Jim discusses how these theories uniquely apply to family businesses, highlighting the challenges and opportunities in balancing tradition with the need for innovation and sustainability. He addresses the paradox of legacy; while it provides continuity and a strong cultural foundation, it can also become a source of strategic inertia, limiting entrepreneurial behavior. Jim emphasizes the importance of co-creating legacy, where each generation decides which values and traditions to retain and which to adapt. He also touches on the concept of social-emotional wealth (SEW), which leads family businesses to prioritize family benefits over purely financial returns.
The interview explores the psychological traits of good stewards, including needs for personal growth, achievement, affiliation, and self-actualization. Jim explains that businesses can cultivate stewardship by sharing responsibility and opportunities for growth rather than imposing control. He highlights the evolving landscape of business, where sustainability and multiple performance measures among stakeholders are becoming increasingly important. He calls for more research into the dynamics of trust, especially how to restore it once broken, and the distinction between low trust and distrust.

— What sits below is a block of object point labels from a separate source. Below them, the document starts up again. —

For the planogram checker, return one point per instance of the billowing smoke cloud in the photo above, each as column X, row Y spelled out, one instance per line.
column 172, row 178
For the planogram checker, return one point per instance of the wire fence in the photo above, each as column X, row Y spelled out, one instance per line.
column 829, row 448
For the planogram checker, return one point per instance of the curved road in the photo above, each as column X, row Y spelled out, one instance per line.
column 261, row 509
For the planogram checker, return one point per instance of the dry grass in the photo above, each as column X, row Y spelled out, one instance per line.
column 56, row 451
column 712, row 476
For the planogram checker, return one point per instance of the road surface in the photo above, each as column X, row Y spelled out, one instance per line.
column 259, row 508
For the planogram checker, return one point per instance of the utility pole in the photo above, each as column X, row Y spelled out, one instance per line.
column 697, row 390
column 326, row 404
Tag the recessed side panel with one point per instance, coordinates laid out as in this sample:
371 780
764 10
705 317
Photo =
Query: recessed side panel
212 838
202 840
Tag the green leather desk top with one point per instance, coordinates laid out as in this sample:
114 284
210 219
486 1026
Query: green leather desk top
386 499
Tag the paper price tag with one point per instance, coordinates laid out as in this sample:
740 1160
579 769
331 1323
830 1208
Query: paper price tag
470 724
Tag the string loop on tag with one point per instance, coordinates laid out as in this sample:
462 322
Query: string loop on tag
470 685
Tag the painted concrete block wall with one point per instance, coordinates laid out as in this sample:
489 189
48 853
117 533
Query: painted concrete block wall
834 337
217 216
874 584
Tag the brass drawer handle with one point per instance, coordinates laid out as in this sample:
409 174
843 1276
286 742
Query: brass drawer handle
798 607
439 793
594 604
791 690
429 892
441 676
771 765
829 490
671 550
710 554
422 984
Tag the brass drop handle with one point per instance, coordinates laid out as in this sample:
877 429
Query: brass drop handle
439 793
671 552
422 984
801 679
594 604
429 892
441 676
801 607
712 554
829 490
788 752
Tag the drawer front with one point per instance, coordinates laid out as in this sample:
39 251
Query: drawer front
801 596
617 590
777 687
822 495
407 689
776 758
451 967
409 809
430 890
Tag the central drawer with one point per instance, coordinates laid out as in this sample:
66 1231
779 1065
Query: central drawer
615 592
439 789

(The full interview is on this website, on Apple Podcasts, Spotify and all major podcast platforms, for the full transcript of the interview, see below).
About stewardship theory
(…) when we started stewardship theory, we started stewardship theory by going to boards of directors and saying, well, how do you control? Oh, and they’d say, no, we don’t have to control our CEO. In fact, our CEO is also chairman of the board. We have a good one who is out for our best interest, we trust him. And it is completely inconsistent with agency theory and the things that we were hearing that the boards very often have this trusted leader. And so examples might be Satya Nadella of Microsoft, who is not only the CEO, the chief executive officer, but is also chairman of the board. The board sees him as somebody that is a good steward who should be empowered rather than controlled. Tim Cook with Apple is another example, but there are examples where they can’t be trusted and they turn out to be bad stewards. In this trust book that I mentioned that is one of the most interesting things that I’ve often seen is when the second or third generation of the family business, that new leader comes in and they see it as a way to enrich themselves, and they’re there to basically harvest the family business to their own personal gain. And we see that quite often in the second and third generation family businesses
What is a good steward?
The defining characteristics, psychological characteristics of a good steward, is a good steward seeks opportunity for personal growth, not financial growth, but personal growth. Achievement, they have a need to achieve. They have a need for affiliation and association, and they have a need for self-actualization. They have a need to succeed and that’s part of their psychology. These come from working on behalf of the organization. They’re found in established theories of motivation from Hackman and Oldman and Mantz and Maslow and Alderfer, McClelland and McGregor. Manson’s theory of self-efficacy, self-determination, a feeling of purpose. It goes well beyond formal reward systems, that’s what drives and creates a good steward. When a business faces a crisis, you create stewards by sharing the responsibility of finding a solution, rather than taking that away from the person you share finding the solution so that they have the opportunity of achieving, of growing, of self actualizing. If you take that away from them, you come up with a solution and you control them to implement your solution, you create an agent, a self-serving agent. If you want a steward, you give them those opportunities for growth, affiliation, and self-actualization.